Minister of Labour and Social Welfare
- In office 17 June 1972 – 2 November 1972
- President: Salvador Allende
- Preceded by: José Oyarce
- Succeeded by: Luis Figueroa Mazuela

Personal details
- Born: 25 February 1932 Santiago, Chile
- Died: 17 April 2022 (aged 90) Santiago, Chile
- Party: Communist Party of Chile
- Parent(s): José Baltra Baltra, María Moreno Cabezas
- Occupation: Politician, journalist

= Mireya Baltra =

Chilean sociologist, journalist, and politician (1932–2022)

Mireya Baltra Moreno (25 February 1932 – 17 April 2022) was a Chilean sociologist, journalist, and politician of the Communist Party of Chile. She was a councillor (1963–1969) and a deputy (1969–1973) for Santiago, and served as Minister of Labour and Social Welfare in Salvador Allende's government.

==Early life==
Baltra was the daughter of José Baltra Baltra and María Moreno Cabezas, newsvendors in the centre of Santiago. Her father was a member of the Radical Party.

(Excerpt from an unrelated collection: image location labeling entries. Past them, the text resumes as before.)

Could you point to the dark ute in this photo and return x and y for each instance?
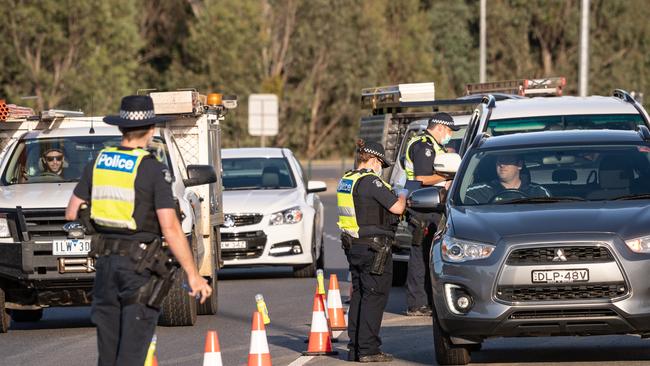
(199, 174)
(426, 199)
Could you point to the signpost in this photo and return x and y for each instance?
(263, 115)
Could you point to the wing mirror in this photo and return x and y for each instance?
(426, 200)
(315, 186)
(199, 174)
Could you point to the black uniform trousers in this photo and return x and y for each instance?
(369, 298)
(123, 331)
(418, 277)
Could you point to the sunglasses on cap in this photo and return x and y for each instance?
(52, 158)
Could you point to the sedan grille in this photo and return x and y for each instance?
(560, 255)
(562, 313)
(563, 292)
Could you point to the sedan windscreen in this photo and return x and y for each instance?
(256, 173)
(570, 122)
(554, 174)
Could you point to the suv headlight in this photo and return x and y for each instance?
(639, 245)
(292, 215)
(458, 250)
(4, 228)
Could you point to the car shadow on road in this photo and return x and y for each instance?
(58, 318)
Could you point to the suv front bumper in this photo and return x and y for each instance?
(615, 312)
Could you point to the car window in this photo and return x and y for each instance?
(30, 160)
(572, 122)
(257, 173)
(591, 173)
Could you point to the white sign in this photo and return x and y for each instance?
(263, 114)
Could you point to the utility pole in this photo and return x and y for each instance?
(584, 48)
(482, 42)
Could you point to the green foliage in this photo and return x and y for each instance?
(315, 55)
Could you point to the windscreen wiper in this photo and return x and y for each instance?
(541, 200)
(641, 196)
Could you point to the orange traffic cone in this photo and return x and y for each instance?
(335, 306)
(320, 342)
(212, 355)
(259, 351)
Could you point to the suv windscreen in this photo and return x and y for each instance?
(557, 173)
(62, 159)
(256, 173)
(571, 122)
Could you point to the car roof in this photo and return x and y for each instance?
(560, 106)
(561, 138)
(254, 152)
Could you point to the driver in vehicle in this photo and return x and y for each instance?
(509, 184)
(53, 162)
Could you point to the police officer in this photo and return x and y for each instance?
(365, 204)
(131, 206)
(509, 184)
(419, 165)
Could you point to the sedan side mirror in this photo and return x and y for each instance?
(199, 175)
(426, 200)
(315, 186)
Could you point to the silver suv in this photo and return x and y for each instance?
(566, 252)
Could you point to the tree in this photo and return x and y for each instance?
(73, 54)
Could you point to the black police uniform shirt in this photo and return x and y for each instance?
(422, 155)
(372, 200)
(152, 192)
(483, 193)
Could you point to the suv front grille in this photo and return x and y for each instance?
(45, 223)
(255, 242)
(550, 255)
(562, 313)
(562, 292)
(243, 220)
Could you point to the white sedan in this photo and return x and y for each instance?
(273, 215)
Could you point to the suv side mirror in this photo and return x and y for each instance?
(447, 163)
(426, 200)
(315, 186)
(199, 175)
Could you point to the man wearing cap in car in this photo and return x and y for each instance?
(131, 207)
(421, 153)
(366, 205)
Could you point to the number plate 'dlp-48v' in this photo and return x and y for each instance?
(560, 276)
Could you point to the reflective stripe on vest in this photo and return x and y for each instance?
(408, 164)
(113, 193)
(344, 196)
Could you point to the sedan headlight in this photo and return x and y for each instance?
(639, 245)
(4, 228)
(289, 216)
(457, 250)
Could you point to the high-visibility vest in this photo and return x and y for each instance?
(113, 192)
(344, 196)
(423, 137)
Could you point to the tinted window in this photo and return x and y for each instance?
(257, 173)
(574, 122)
(584, 172)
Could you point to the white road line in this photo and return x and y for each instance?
(300, 361)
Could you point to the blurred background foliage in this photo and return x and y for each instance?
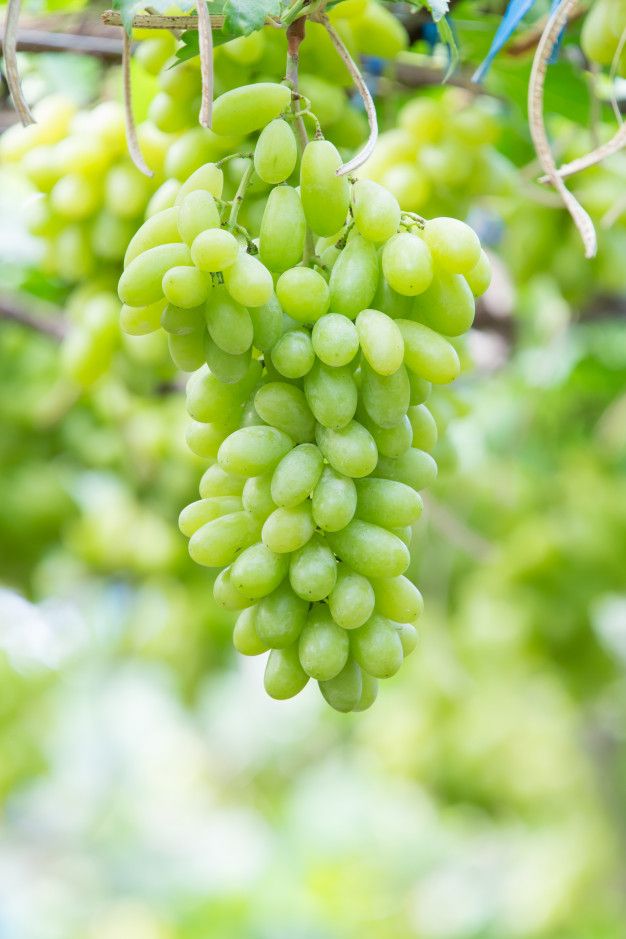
(148, 787)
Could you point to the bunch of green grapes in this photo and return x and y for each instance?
(441, 153)
(311, 373)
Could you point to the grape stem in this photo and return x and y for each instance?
(370, 109)
(240, 194)
(132, 140)
(9, 48)
(205, 42)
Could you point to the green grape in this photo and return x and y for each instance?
(387, 503)
(208, 177)
(229, 323)
(257, 571)
(297, 475)
(204, 439)
(354, 278)
(454, 246)
(424, 428)
(141, 282)
(251, 451)
(209, 400)
(218, 543)
(276, 152)
(313, 570)
(187, 351)
(180, 321)
(227, 367)
(351, 600)
(479, 277)
(343, 692)
(283, 230)
(267, 324)
(335, 340)
(214, 249)
(303, 294)
(408, 637)
(376, 211)
(197, 213)
(447, 305)
(369, 549)
(161, 228)
(385, 397)
(323, 646)
(242, 110)
(325, 196)
(197, 514)
(415, 468)
(428, 354)
(257, 496)
(333, 502)
(293, 354)
(331, 394)
(284, 676)
(351, 451)
(369, 692)
(216, 482)
(407, 264)
(141, 320)
(381, 341)
(245, 638)
(280, 617)
(185, 286)
(288, 529)
(248, 281)
(376, 647)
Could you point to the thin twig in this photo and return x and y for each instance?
(44, 318)
(370, 108)
(131, 130)
(205, 41)
(12, 72)
(538, 132)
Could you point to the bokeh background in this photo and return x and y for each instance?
(148, 787)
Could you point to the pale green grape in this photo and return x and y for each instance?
(354, 278)
(303, 294)
(313, 570)
(251, 451)
(351, 450)
(325, 196)
(284, 406)
(351, 600)
(276, 152)
(334, 500)
(376, 211)
(283, 231)
(407, 264)
(297, 475)
(280, 617)
(242, 110)
(284, 676)
(376, 647)
(288, 529)
(293, 354)
(331, 394)
(257, 571)
(245, 638)
(387, 503)
(335, 339)
(455, 246)
(323, 646)
(381, 341)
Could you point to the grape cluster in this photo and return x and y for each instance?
(310, 377)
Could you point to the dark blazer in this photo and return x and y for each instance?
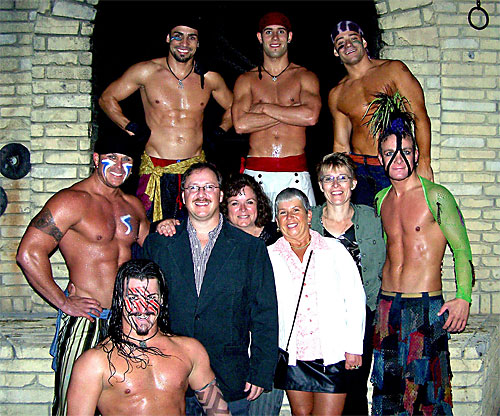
(237, 297)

Baltra attended school at the Liceo Manuel de Salas and the Liceo N° 5 de Niñas. From childhood onward she helped her parents at their news kiosk in central Santiago. In 1957 she set up as a newsvendor on her own account, with another kiosk which she described as her “own viewpoint for social observation”.

She also worked as a reporter for Vea magazine from 1948 to 1950, and as a columnist for the newspaper El Siglo from 1960 to 1964, her first article being "La mujer como fuerza política" ("Women as a political force"). She also wrote for El Espectador and Las Noticias de Última Hora.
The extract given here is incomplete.